The Bankruptcy Code and Rules balances creditors’ interests with the practicalities of Chapter 11 proceedings by requiring debtors to provide actual notice only to known creditors. Constructive notice by publication, in contrast, satisfies the due process rights of unknown creditors.
In the case decided last week, Hertz Corporation’s rental car enterprise had filed Chapter 11 bankruptcy petitions on May 22, 2020. The final day to file nongovernmental pre-petition claims was October 21, 2020 (the “Bar Date”). After the Bar Date, various parties sought relief from the court regarding allegedly false police reports of alleged thefts of Hertz rental cars (collectively, the “FPR Claims”). On July 14, 2022, the court clarified the parties’ rights.
The court determined that known creditors may pursue untimely FPR Claims in the venue of their choice if the debtors failed to provide them with actual notice. The court said “to be a known creditor, all that is needed is that the debtor had some specific information that reasonably suggests both the claim for which the debtor may be liable and the entity to whom he would be liable” (internal quotation omitted).
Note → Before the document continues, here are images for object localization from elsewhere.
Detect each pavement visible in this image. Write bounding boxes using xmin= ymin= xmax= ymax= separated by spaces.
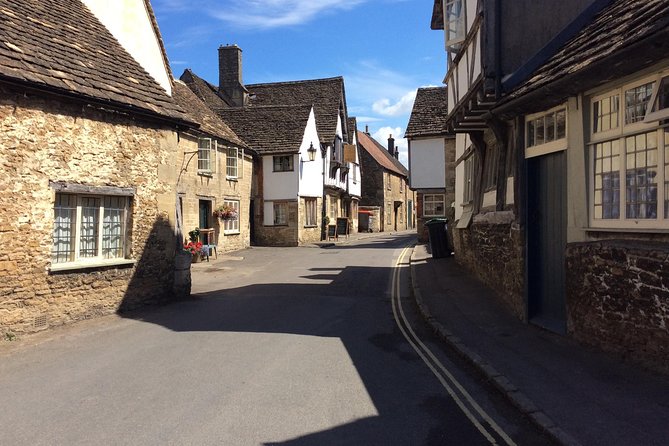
xmin=410 ymin=243 xmax=669 ymax=446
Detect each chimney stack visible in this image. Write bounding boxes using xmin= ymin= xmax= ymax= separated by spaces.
xmin=218 ymin=44 xmax=246 ymax=107
xmin=388 ymin=134 xmax=395 ymax=155
xmin=365 ymin=125 xmax=369 ymax=134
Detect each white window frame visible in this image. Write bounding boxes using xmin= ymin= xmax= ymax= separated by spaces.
xmin=525 ymin=104 xmax=568 ymax=159
xmin=222 ymin=199 xmax=240 ymax=234
xmin=273 ymin=202 xmax=288 ymax=226
xmin=423 ymin=194 xmax=446 ymax=217
xmin=198 ymin=138 xmax=216 ymax=175
xmin=304 ymin=197 xmax=318 ymax=227
xmin=644 ymin=71 xmax=669 ymax=123
xmin=443 ymin=0 xmax=466 ymax=53
xmin=51 ymin=193 xmax=133 ymax=271
xmin=226 ymin=146 xmax=238 ymax=179
xmin=588 ymin=72 xmax=669 ymax=230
While merely calling the debtors’ toll-free customer service hotline to raise a claim was found to be insufficient, some of the parties established the debtors’ requisite knowledge of their FPR Claims by presenting evidence that they, or third parties, had notified the debtors of such claims via other means. The court found arguments that some claimants may have had personal knowledge of the debtors’ bankruptcy proceedings, filed claims when requested by the court, and filed motions for relief from the Chapter 11 plan injunction were irrelevant to establishing known creditor status.
Parties deemed to be Hertz’s unknown creditors were found not to be entitled to relief at this time. Creditors were considered unknown if their claims were not reflected in the debtors’ books and records and had either not been expressly communicated to the debtors or were communicated exclusively through the debtors’ toll-free customer service hotline. Further, the conduct of Hertz’s creditors’ committee collaterally estopped general unsecured creditors from challenging the constitutional adequacy of the debtors’ publication notice. The court held that the debtors’ unknown creditors will be permitted, however, to assert additional arguments regarding their FPR Claims at a later date.
The reorganized debtor, Hertz, has appealed the decision. The outcome of that appeal will likely impact administration of future Chapter 11 bankruptcy estates.